Australian news panel TV series

Credlin Keneally (originally announced as Credlin & Keneally) is an Australian television news and commentary program broadcast weekly on Sky News Australia. The program was co-hosted by Peta Credlin and Kristina Keneally and features long-form discussion of political issues between the presenters.

The format marks the first time a program on Sky News has been hosted by two women. The program is the first permanent hosting position for Credlin, who joined Sky News as a contributor in May 2016. It is the fourth format Keneally has hosted, having previously co-hosted axed programs The Cabinet and Keneally and Cameron, while she continues co-hosting daytime program To The Point with Peter van Onselen. The announcement came just three months after the pair guest hosted an episode of The Friday Show together.

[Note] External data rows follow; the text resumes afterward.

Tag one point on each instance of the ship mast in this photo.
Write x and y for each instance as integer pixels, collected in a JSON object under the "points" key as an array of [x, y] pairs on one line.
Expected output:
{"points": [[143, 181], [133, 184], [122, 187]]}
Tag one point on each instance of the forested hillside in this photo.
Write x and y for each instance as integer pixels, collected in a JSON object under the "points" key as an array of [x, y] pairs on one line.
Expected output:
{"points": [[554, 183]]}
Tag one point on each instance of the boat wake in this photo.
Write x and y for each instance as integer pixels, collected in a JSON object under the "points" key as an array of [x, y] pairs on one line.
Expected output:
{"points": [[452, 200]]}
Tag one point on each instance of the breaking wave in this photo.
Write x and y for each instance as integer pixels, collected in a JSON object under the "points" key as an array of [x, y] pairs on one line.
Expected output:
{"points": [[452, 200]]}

The program was broadcast from the Sky News centre in the Sydney suburb of Macquarie Park. It premiered on 16 November 2016 at 8 pm AEDT. The program was put into hiatus in May 2017.

== Episodes ==
=== Season 1 (2016) ===

| No. overall | No. in season | Guest(s) | Original release date | Australian viewers |
|---|---|---|---|---|
| 1 | 1 | Karl Rove, Jim Obergefell | 16 November 2016 | N/A |
| 2 | 2 | Jeffrey L. Bleich | 23 November 2016 | 39,000 |
| 3 | 3 | Andrew Stone, Andrew Charlton | 30 November 2016 | N/A |
| 4 | 4 | Grant King | 7 December 2016 | N/A |
| 5^{[Note A]} | 5 | Tanya Hosch | 14 December 2016 | N/A |

=== Season 2 (2017) ===
The second season returned on 1 February 2017 with guests Tony Shepherd and Chris Richardson. The following episode featured guest Catherine McGregor. From the third episode, the program changed format which resulted in the program not having regular guests. Instead, Credlin and Keneally discuss five political issues from the week between themselves.

=== Note ===
- Episode 5 was guest co-hosted by Laura Jayes due to Keneally being ill.